2 – La phase de proposition devant le Procureur de la République

La procédure de CRPC se déroule en deux phases : la phase de proposition devant le Procureur de la République et la phase d’homologation.

La première consiste pour l’auteur des faits à se voir proposer une ou des peines par le procureur de la République. En cas d’acceptation, une requête en homologation est formalisée par le représentant du ministère public.

Dans l’hypothèse où l’auteur des faits refuse la ou les peines proposées par le procureur de la République, ce dernier doit, sauf élément nouveau, saisir le tribunal correctionnel ou requérir l’ouverture d’une information judiciaire.

La victime n’est pas convoquée à la phase de proposition devant le procureur de la République. Si cette phase échoue, elle sera informée de la date de jugement devant le tribunal correctionnel ou de l’ouverture d’une information judiciaire afin de faire valoir ses droits.

3 – La phase d’homologation

Lorsque l’auteur des faits a accepté la ou les peines proposées, l’accord entre celui-ci et le procureur de la République doit encore être homologué par un juge du fond, président du tribunal de grande instance ou juge délégué par lui.

La date, le lieu et l’heure de l’audience portés à la connaissance de la victime ont trait à l’audience d’homologation.

La victime ou son avocat pourra alors faire valoir ses prétentions indemnitaires.

L’article 495-13, alinéa 1er, du Code de procédure pénale offre la victime deux options.

D’une part, elle peut, le cas échéant accompagnée de son avocat ou représentée par celui-ci, comparaître en personne à l’audience d’homologation pour solliciter la restitution d’un objet ou des dommages et intérêts.

D’autre part, l’article 420-1 du Code de procédure pénale lui permet de formuler ses demandes, en joignant les pièces justificatives, par lettre recommandée avec avis de réception, à condition que la demande de dommages et intérêts n’excède pas 10.000 euros. Pour être recevable, cette constitution de partie civile doit parvenir au tribunal 24 heures au moins avant la date de l’audience.

Si l’existence de la phase d’homologation est subordonnée à l’acceptation préalable, par l’auteur des faits, de la peine proposée par la procureur de la République, les droits de la victime résultent de la culpabilité du prévenu qui n’a pas à donner son accord sur le montant des dommages et intérêts sollicités. A l’inverse, la victime n’a pas à se prononcer sur la ou les peines acceptées par l’auteur des faits.

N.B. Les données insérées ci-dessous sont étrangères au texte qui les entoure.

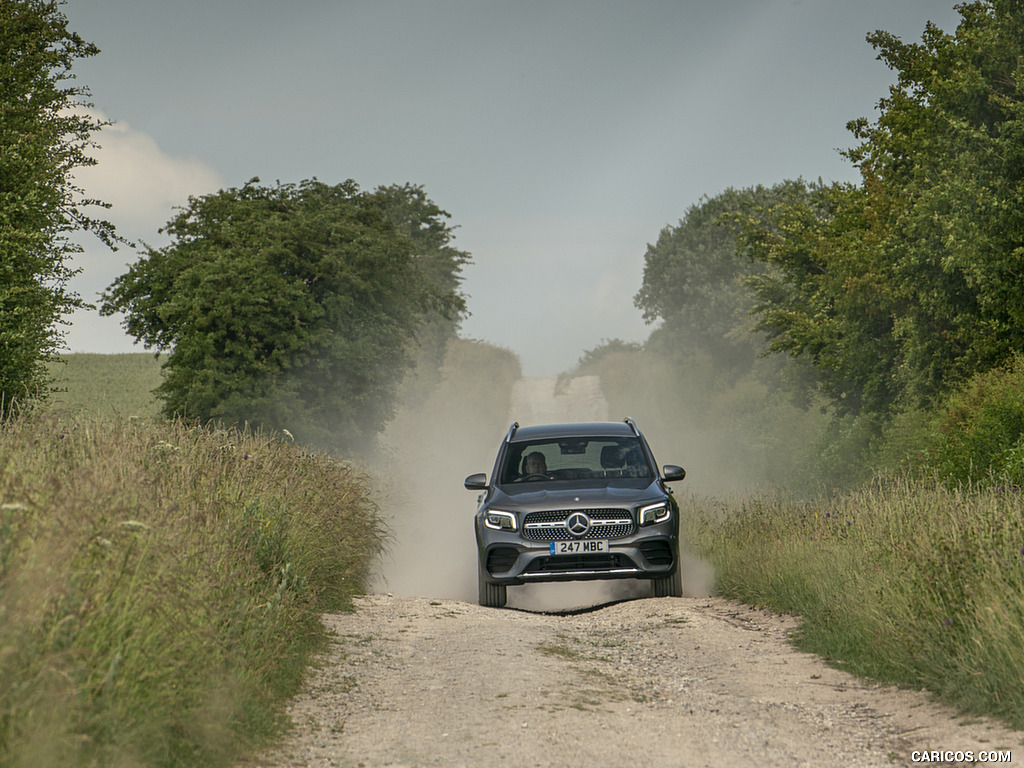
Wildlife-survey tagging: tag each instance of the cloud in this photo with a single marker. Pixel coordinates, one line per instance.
(141, 181)
(143, 184)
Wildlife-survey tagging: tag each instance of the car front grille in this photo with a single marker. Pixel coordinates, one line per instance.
(501, 559)
(604, 523)
(656, 552)
(580, 563)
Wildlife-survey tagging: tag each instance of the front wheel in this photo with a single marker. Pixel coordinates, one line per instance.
(671, 586)
(492, 595)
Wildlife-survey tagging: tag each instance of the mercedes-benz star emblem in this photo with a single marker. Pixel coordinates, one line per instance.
(578, 523)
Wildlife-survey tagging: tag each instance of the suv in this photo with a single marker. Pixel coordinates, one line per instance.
(573, 502)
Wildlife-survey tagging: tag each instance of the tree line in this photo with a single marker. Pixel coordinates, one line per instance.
(295, 306)
(893, 294)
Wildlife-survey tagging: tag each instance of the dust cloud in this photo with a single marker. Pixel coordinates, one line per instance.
(434, 443)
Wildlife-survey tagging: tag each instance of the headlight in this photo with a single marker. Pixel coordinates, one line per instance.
(654, 513)
(499, 520)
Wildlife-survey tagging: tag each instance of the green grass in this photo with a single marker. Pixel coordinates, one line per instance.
(161, 587)
(108, 384)
(905, 582)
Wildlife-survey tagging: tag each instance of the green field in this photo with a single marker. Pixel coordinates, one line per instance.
(108, 384)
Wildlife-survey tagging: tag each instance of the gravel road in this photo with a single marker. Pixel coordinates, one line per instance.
(665, 682)
(421, 676)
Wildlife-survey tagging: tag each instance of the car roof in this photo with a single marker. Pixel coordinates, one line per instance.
(573, 429)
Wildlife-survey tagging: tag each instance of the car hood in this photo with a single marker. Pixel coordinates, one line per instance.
(577, 498)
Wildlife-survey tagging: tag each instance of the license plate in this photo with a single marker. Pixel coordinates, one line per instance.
(589, 547)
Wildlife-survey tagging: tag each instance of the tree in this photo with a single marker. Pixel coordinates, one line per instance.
(45, 134)
(905, 286)
(291, 306)
(696, 275)
(948, 145)
(409, 208)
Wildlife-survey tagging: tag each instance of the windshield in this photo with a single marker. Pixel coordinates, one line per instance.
(574, 459)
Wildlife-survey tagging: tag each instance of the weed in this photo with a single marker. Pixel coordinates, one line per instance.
(161, 586)
(904, 581)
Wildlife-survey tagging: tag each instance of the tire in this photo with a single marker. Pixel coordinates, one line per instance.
(492, 595)
(670, 586)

4 – La décision du juge de l’homologation

Si le président du tribunal de grande instance ou le juge délégué à l’homologation décide d’homologuer la peine proposée par le procureur et acceptée par l’auteur des faits, il rendra une ordonnance se prononçant également sur les intérêts civils.

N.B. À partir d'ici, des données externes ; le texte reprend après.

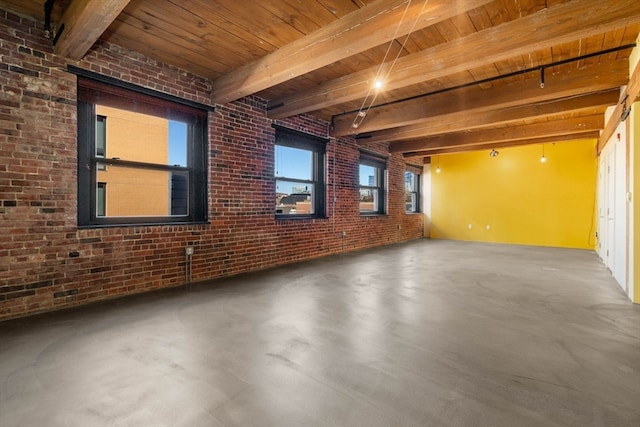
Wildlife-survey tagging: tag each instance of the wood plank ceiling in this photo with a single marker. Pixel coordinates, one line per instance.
(458, 75)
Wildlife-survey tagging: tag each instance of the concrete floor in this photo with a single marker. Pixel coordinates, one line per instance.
(425, 333)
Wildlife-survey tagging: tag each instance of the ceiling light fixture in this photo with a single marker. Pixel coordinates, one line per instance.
(379, 80)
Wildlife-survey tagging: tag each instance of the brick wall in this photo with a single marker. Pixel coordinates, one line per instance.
(47, 263)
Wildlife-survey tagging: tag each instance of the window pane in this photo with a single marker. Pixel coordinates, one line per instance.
(368, 176)
(177, 143)
(142, 192)
(101, 199)
(293, 163)
(411, 202)
(294, 197)
(369, 200)
(144, 138)
(410, 181)
(101, 136)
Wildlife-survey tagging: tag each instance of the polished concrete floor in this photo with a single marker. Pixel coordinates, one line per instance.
(425, 333)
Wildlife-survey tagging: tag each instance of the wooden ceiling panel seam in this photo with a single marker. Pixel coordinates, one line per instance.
(200, 27)
(444, 58)
(134, 32)
(357, 36)
(589, 135)
(503, 134)
(568, 83)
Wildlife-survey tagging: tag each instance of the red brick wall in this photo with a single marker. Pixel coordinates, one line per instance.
(47, 263)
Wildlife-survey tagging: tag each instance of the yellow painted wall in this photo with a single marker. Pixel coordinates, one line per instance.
(520, 199)
(635, 116)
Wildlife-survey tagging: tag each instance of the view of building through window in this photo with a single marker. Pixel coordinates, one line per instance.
(412, 191)
(141, 187)
(294, 180)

Le juge de l’homologation a la faculté d’assortir sa décision de l’exécution provisoire, permettant à la victime de recouvrer les dommages et intérêts malgré un appel du prévenu. Il peut également ordonner une expertise de la victime et lui allouer une provision tout en renvoyant au tribunal correctionnel pour la détermination définitive des dommages et intérêts accordés à la victime.

Conformément à l’article 498 du Code de procédure pénale, la victime qui ne serait pas satisfaite de la décision relative aux intérêts civils dispose de 10 jours pour interjeter appel. Ce droit d’appel est aussi ouvert au condamné.

Si le juge de l’homologation refuse de procéder à l’homologation de la peine proposée par le ministère public et acceptée par l’auteur des faits, il ne peut se prononcer sur les dommages et intérêts sollicités par la victime. Il sera alors procédé comme en cas d’échec de la phase de proposition (saisine du tribunal correctionnel ou ouverture d’une information judiciaire).

5 – Lorsque la victime n’a pas participé à la CRPC

Si la victime n’a pu participer à la CRPC, le second alinéa de l’article 495-13 du Code de procédure pénale lui offre la possibilité de demander au procureur de la République de citer le condamné à une audience du tribunal correctionnel afin qu’il soit statué uniquement sur les intérêts civils.

Dans ce cas, la victime sera informée de la date de l’audience, se tenant à juge uniquement conformément à l’article 464 du Code de procédure pénale. Elle pourra alors solliciter la réparation de son préjudice.